Transforming Data with Databricks PySpark ~ BI-FI Blogs

Azure Databricks is a collaborative, notebook-style platform that simplifies big data tasks with Apache Spark. Using PySpark, you can easily manipulate large datasets for ETL processes. The notebooks allow you to switch between SQL for quick queries and Python for flexible coding, all while visualizing your data with built-in charts. This integration makes for an efficient and interactive data workflow.

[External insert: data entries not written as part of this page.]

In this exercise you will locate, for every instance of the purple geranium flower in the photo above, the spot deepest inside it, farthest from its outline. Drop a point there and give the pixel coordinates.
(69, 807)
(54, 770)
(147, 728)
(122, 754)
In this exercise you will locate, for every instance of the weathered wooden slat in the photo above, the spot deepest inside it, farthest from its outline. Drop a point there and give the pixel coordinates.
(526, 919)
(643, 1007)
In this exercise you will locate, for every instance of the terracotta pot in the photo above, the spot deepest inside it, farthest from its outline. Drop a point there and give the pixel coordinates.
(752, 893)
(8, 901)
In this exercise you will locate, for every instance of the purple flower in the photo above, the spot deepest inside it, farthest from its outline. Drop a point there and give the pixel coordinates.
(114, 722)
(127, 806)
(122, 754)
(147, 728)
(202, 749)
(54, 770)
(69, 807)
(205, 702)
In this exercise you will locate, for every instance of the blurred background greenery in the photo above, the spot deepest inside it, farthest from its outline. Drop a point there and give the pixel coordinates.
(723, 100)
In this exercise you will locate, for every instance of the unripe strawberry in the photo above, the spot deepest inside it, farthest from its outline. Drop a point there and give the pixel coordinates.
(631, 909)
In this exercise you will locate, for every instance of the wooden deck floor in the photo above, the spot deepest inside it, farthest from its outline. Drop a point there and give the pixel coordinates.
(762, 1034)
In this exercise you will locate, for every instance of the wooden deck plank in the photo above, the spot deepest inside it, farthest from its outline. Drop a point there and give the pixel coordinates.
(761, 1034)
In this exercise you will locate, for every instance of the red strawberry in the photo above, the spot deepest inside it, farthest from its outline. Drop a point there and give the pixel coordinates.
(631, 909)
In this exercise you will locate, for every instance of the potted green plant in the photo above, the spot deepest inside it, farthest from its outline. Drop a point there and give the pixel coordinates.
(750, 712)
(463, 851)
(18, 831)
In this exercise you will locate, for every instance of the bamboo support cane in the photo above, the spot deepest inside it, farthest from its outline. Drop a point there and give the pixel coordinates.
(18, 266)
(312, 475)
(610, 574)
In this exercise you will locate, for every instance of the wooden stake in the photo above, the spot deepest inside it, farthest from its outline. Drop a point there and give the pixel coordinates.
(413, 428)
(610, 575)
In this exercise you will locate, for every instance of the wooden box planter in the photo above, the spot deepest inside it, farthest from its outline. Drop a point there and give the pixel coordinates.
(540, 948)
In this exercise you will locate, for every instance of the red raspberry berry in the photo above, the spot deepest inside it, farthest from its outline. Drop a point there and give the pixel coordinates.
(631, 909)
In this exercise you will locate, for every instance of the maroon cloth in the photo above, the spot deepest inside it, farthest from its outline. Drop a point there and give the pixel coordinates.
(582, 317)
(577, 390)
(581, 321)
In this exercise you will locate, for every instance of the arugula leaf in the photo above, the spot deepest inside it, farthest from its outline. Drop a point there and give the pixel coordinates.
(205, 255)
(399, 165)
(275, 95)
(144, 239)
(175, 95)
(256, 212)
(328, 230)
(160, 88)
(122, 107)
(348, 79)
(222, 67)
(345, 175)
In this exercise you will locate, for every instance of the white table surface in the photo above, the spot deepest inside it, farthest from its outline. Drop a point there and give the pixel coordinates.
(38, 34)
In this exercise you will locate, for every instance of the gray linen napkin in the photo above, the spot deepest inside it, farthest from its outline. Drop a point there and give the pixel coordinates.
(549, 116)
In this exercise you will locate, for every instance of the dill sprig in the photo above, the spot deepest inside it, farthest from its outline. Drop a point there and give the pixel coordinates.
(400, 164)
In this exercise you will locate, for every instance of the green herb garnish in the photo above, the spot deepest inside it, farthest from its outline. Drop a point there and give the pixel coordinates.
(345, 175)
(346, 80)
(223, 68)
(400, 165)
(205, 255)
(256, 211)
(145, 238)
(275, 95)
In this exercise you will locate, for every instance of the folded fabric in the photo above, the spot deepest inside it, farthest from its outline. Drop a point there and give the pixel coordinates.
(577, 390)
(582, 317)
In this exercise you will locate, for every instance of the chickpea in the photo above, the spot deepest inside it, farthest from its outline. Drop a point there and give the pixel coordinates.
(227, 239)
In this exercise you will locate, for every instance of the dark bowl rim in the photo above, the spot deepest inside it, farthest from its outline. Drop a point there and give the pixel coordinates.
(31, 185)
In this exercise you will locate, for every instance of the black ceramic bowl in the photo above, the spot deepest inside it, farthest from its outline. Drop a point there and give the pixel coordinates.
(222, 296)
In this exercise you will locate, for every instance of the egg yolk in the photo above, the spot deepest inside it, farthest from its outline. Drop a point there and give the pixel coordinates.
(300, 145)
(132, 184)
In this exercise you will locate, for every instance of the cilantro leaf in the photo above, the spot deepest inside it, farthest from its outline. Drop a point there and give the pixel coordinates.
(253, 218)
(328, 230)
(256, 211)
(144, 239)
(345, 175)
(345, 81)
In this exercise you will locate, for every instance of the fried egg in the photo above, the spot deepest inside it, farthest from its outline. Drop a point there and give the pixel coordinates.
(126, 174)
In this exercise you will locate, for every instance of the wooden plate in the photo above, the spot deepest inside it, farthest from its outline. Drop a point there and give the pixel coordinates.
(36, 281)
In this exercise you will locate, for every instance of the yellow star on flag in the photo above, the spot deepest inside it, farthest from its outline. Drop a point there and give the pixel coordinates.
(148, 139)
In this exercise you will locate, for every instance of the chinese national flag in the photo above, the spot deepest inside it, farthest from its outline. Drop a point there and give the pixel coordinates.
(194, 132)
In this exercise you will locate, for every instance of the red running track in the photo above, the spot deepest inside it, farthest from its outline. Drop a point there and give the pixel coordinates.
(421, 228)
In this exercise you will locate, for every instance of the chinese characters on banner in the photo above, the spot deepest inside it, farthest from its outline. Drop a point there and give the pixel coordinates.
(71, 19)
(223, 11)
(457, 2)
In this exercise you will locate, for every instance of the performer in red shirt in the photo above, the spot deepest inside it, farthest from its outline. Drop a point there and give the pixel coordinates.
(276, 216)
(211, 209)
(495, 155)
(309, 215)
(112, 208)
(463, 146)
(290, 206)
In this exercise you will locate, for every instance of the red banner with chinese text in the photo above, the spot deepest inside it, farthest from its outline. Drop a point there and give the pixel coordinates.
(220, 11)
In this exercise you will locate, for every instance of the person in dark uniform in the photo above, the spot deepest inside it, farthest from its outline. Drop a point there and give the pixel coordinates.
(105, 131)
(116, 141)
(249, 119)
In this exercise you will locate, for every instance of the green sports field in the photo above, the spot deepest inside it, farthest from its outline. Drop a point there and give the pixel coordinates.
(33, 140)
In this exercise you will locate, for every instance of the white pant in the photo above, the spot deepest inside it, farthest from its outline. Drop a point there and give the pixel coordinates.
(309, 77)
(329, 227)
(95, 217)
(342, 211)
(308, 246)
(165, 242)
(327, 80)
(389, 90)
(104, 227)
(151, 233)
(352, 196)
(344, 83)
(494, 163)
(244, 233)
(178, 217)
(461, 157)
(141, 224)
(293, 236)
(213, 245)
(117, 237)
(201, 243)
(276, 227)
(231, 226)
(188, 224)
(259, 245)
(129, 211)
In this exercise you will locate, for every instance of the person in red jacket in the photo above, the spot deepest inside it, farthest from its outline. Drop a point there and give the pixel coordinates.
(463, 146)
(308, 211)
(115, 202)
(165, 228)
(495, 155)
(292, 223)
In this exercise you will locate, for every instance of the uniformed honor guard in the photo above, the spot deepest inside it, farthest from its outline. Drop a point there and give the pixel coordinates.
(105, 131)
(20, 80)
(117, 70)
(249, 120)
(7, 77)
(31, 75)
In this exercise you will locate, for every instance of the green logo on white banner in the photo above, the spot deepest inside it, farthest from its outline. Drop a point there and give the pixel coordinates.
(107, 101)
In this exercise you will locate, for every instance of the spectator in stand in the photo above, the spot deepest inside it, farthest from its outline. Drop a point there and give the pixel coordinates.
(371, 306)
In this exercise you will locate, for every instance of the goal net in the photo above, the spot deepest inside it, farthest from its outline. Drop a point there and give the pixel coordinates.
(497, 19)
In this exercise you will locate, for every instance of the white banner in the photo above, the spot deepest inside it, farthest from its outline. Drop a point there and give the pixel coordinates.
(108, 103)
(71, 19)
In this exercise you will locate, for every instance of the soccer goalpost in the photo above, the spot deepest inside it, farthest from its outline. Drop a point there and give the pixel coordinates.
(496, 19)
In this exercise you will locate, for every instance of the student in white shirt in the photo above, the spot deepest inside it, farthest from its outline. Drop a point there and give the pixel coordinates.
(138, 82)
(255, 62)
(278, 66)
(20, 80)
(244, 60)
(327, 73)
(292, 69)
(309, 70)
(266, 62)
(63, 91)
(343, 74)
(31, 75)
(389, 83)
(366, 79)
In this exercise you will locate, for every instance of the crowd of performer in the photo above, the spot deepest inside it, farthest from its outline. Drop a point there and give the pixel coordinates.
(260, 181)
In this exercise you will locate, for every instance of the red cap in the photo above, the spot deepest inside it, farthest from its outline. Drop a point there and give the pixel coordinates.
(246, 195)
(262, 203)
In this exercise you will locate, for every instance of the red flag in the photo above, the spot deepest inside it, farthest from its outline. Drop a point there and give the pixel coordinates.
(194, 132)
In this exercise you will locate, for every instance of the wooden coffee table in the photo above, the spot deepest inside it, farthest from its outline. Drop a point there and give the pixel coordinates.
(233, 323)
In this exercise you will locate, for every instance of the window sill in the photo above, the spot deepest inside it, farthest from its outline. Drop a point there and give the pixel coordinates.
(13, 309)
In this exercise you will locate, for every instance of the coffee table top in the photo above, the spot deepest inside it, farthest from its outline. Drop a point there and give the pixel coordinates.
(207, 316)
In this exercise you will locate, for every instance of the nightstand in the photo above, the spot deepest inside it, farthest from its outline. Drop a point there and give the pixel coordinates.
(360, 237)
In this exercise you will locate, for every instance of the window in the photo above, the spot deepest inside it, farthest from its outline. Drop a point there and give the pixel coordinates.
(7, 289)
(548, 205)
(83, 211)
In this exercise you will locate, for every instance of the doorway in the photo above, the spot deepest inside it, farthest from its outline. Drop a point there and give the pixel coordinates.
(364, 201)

In this blog, we’ll dive into key PySpark functionalities essential for effective ETL processes. We’ll start with how to read Delta tables, which provide efficient data storage and retrieval. Next, we’ll explore data profiling to help you understand your dataset better. We’ll then cover filtering techniques to refine your data, address missing values to ensure data integrity, and handle duplicates to maintain clean datasets. After that, we’ll discuss grouping data for meaningful insights and finish with pivoting to reshape your data for better analysis. Finally, we’ll conclude by demonstrating how to create a new Databricks Delta table for efficient data management.

To kick things off, let’s look at how to read data from Hive Metastore tables using PySpark. This is a crucial first step in your ETL process, allowing you to load and manipulate your datasets easily. Here’s a simple line of code to get started:

df = spark.table("your_database.your_table")

Caching: You can cache the DataFrame after reading it to improve performance for subsequent actions:

df = spark.table("your_database.your_table").cache()

Selecting Specific Columns: To load only specific columns, you can chain the select() method:

df = spark.table("your_database.your_table").select("column1", "column2")

Filtering Rows: You can also filter rows immediately after reading the table:

df = spark.table("your_database.your_table").filter(df.column1 > 100)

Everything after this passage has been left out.